Matt Tavender is acting head of Cunningham Hill Junior School in St Albans, which is working with Mind the Gap.

He audited the school's 270 pupils and found children from 15 families had no internet access at home.

"It is 17 pupils at the moment," he says, "but our cohort is changing, and the trend seems to be upwards. Of the children we have identified, all have other barriers to learning."

He cites free school meal eligibility as an example of a "barrier".

He believes the internet is becoming ever more important for topic work.

"Children who don't have access to images they can use, and to word-processing, find it much harder," he says, but adds it is now also necessary for core skills such as arithmetic and spelling.

He also feels that children missing out on less directly educational applications of the internet are at an increasing disadvantage.

"Social media is so big now that children with no access to it are losing out on a really important skill for the modern world."

Vital skills

One of his pupils, 10-year-old Josie is able to use the family computer at home. She says she would not be able to do her homework without access to the web.
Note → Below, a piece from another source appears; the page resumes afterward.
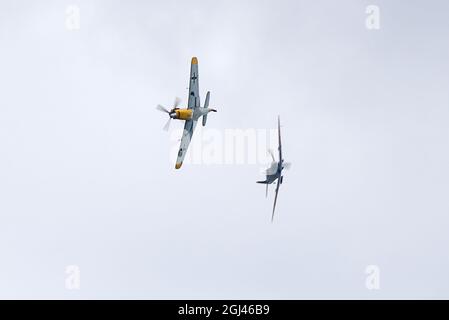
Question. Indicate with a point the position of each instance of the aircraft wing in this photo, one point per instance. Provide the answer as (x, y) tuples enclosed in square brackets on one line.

"I would have to write out everything by hand, and that would take ages. I use NumberGym for maths, and I Google things all the time for my other subjects."

She thinks computer skills will be vital for her when she goes to secondary school next year and, later, when she gets a job.

Mr Tavender is looking at ways of helping the families who are not yet online.

One solution might be to use the pupil premium to buy equipment which can be donated to families - and then to pay for broadband connections for them.

'Not a luxury'

The launch of the new campaign coincides with the release of research from a schools technology provider - Frog - that underlines the increasing importance of access to computers.

The company commissioned C3 Education to ask the views of members of the National Education Research Panel.

More than 300 heads of department responded, 98% of whom believed pupils without a home computer were "educationally disadvantaged", and that 63% said their pupils did not have "sufficient access to computers".

Frog's managing director, Gareth Davies, believes access to the internet and learning technology is no longer a luxury.

"It is an integral part of the teaching and learning process," he says. "Young people without access to equipment outside school are at a real disadvantage."

A Department for Education spokeswoman said: "It is vital that we do all we can to close the unacceptable gap between disadvantaged pupils and their peers. That is why we introduced the pupil premium - worth £2.5bn a year from this April. Schools are free to use the pupil premium in ways they think will most help disadvantaged children.

"We have also spent £125m to set up the Education Endowment Foundation - an independent charity dedicated to breaking the link between family income and educational achievement."